One more example: Child sexual abuse is systemic in the Roman Catholic Church. It is not the result of a few bad apples, so to speak, but rather a consequence of how the Catholic system is organized. Priests are endowed with divine authority, thus granting them a great deal of moral authority over adherents of that religion. At the same time, priests are forbidden to marry or to have sex (at least theoretically), thus creating an overwhelming degree of sexual frustration. The combination of these two circumstances makes widespead sexual abuse practically inevitable.
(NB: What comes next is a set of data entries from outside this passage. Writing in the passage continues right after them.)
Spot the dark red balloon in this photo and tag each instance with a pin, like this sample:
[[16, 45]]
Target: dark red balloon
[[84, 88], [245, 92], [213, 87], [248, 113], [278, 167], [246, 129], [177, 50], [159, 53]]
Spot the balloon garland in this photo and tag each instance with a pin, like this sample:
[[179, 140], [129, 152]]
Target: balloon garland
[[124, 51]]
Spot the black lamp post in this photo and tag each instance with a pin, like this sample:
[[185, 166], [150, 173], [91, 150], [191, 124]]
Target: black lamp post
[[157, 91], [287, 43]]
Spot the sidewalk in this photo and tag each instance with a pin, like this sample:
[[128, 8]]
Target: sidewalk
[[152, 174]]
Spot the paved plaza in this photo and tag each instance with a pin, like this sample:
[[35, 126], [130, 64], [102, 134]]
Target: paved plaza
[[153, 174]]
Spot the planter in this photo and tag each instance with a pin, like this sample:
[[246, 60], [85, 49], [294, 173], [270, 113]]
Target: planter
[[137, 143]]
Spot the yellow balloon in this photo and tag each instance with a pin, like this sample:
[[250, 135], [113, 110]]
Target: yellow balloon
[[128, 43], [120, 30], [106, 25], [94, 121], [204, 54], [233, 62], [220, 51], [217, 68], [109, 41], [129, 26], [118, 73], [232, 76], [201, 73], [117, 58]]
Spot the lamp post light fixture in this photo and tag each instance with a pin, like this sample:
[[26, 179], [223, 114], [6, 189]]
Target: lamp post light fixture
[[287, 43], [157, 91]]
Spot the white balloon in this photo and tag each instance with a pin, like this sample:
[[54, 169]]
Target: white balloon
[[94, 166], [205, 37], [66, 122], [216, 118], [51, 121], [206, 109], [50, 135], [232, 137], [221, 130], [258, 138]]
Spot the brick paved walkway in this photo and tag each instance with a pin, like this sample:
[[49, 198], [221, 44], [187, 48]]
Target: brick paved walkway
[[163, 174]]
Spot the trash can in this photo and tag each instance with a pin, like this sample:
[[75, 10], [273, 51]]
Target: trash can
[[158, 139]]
However, in recent years the word “systemic” has been greatly misused for ideological reasons. In particular, the expression “systemic racism” has become almost ubiquitous because it is a major element of Critical Race Theory (CRT). CRT began as an academic discipline of legal scholars, studying racism from a systemic point of view, i.e. as a consequence of legal, cultural and social systems rather than the prejudices of individuals. CRT is the ideological centrepiece of the current so-called “antiracist” movement, but which should more accurately be called neo-racist or racialist as it rejects colour-blindness and is obsessed with race which it sees everywhere. Partisans of this ideology dogmatically interpret all disparities as caused by some kind of prejudice such as racism or sexism, never even bothering to consider that other factors—even random chance—might play a role. Thus, if a profession does not display the same demographic diversity as the general population, they then assume that prejudice must be the cause.
Ideologically motivated accusations of “systemic racism” have become commonplace. This is especially the case in the context of Quebec and secularism. The adversaries of secularism, in their zealous opposition to Bill 21, regularly accuse Quebec, Quebeckers or the Quebec government of “systemic racism.” They rarely if ever define exactly what is meant by that term. Questions such as: What system in Quebec is infected with racism? are never answered. Much has been made of the case of Joyce Echaquan, a Atikamekw woman who was the target of racist comments in a Quebec hospital and died of pulmonary edema. But that was obviously a case of individual racism, not systemic, unless accusors can point to objective evidence of some kind of systemic phenomenon.
We know full well what is really happening here. So-called antiracists are indulging in anti-Québécois bigotry—hey, let’s call it anti-Québécois racism to be perfectly blunt—as a dishonest means to denigrate Bill 21. Such “antiracists” are objectively allied with Islamists who regularly weaponize Canadians’ hostility towards Quebec in their efforts to kill Bill 21. Of course Bill 21 has nothing whatsoever to do with racism and is in no way discriminatory. Rather, it is the accusers who are themselves guilty of bigotry and racism. A particularly extreme example of this is Amir Attaran, professor at the University of Ottawa, who calls Quebec the “Alabama of the North.”
So far, Quebec Premier François Legault has resisted all attempts by these ideologues to pressure him to agree that “systemic racism” is endemic in Quebec. He is to be congratulated for his determination. Let us hope that he remains steadfast and continues to refuse to capitulate to such intimidation by antisecularists.